Bobsled isn’t a sport for the feint hearted. Teams of two or four hurtle at up to 150km/hr in a small sled down an ice run hitting up to five G’s on some corners.
30-year-old Hayden spent much of November last year to mid-January with the team getting the G’s up overseas at the North American Cup accumulating as many qualification points as possible. Qualification involved 14 races across two and four-man sleds in Calgary, Whistler, Salt Lake City and finally Lake Placid.
Each country and federation has their own qualifying quotas for the Winter Olympics, and it was down to the wire for the Aussies.
“The four-man just wasn’t clicking how we’d like it to at Lake Placid. We were trying to chase down Israel, but they got away from us. We managed to hold off the Croatia and Czech teams and honestly up until the end of the season we thought we were going to the Olympics.
“We then turned our attention to Israel; we were under the impression they weren’t going to accept their spot due to their internal qualification quotas but unfortunately their Federation backflipped and sent them anyway,” Hayden reflected.
While they didn’t make it to Italy this year, Hayden said the team had improved in leaps and bounds.
“We PB’d every single track, PB’d our push times; the difference in a year was like night and day. It’s a sport that becomes second-nature the more you do it.

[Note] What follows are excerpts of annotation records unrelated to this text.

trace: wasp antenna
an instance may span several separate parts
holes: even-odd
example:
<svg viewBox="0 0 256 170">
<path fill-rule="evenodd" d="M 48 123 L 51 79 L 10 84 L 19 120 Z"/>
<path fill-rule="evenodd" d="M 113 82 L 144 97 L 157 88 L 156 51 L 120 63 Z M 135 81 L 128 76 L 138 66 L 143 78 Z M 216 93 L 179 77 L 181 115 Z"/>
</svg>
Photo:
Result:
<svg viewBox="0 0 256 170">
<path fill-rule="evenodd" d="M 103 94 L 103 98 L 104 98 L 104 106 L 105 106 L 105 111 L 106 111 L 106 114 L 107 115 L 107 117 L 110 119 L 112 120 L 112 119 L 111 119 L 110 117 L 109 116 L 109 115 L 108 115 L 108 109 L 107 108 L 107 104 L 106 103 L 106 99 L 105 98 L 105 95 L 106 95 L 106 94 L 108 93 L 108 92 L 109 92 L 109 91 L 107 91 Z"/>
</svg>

“The more that the boys know when to jump in, the down call, the little things can make a hundredth of a second difference. Sitting down in the sled at exactly the same time can give you an extra half a length of velocity going into the first corner. Our first race we came 12th in the two-man, but we were literally 13 hundredths of a second away from 6th place – that’s how close it is!”

While the race itself is a minute or less, there are hours of preparation not only for the team but for the sled as well. Hayden said they spend up to six hours a day polishing the runners, making sure everything is dry and greased well, all to get down the track as fast as humanly (or inhumanly) possible.
“There was one day we were rushed putting the runners on the sled just before a race. The runners have protectors on them and when we went to flip the sled one of the protectors came off and the runner fell straight onto the concrete. It got chewed up and we had no time to fix it. We pushed slower than we ever had and finished 15th in that race.”
Hayden said despite not quite making it to Milano in Italy, it was an incredible experience he wants to be a part of again.
“As a team it was a breeze. You’d think living with four other smelly dudes for 12 weeks would drive you nuts but we loved it. The highlight was definitely the fifth place our two-man team got at Lake Placid; even though I wasn’t in the race it felt like a really cool team achievement.”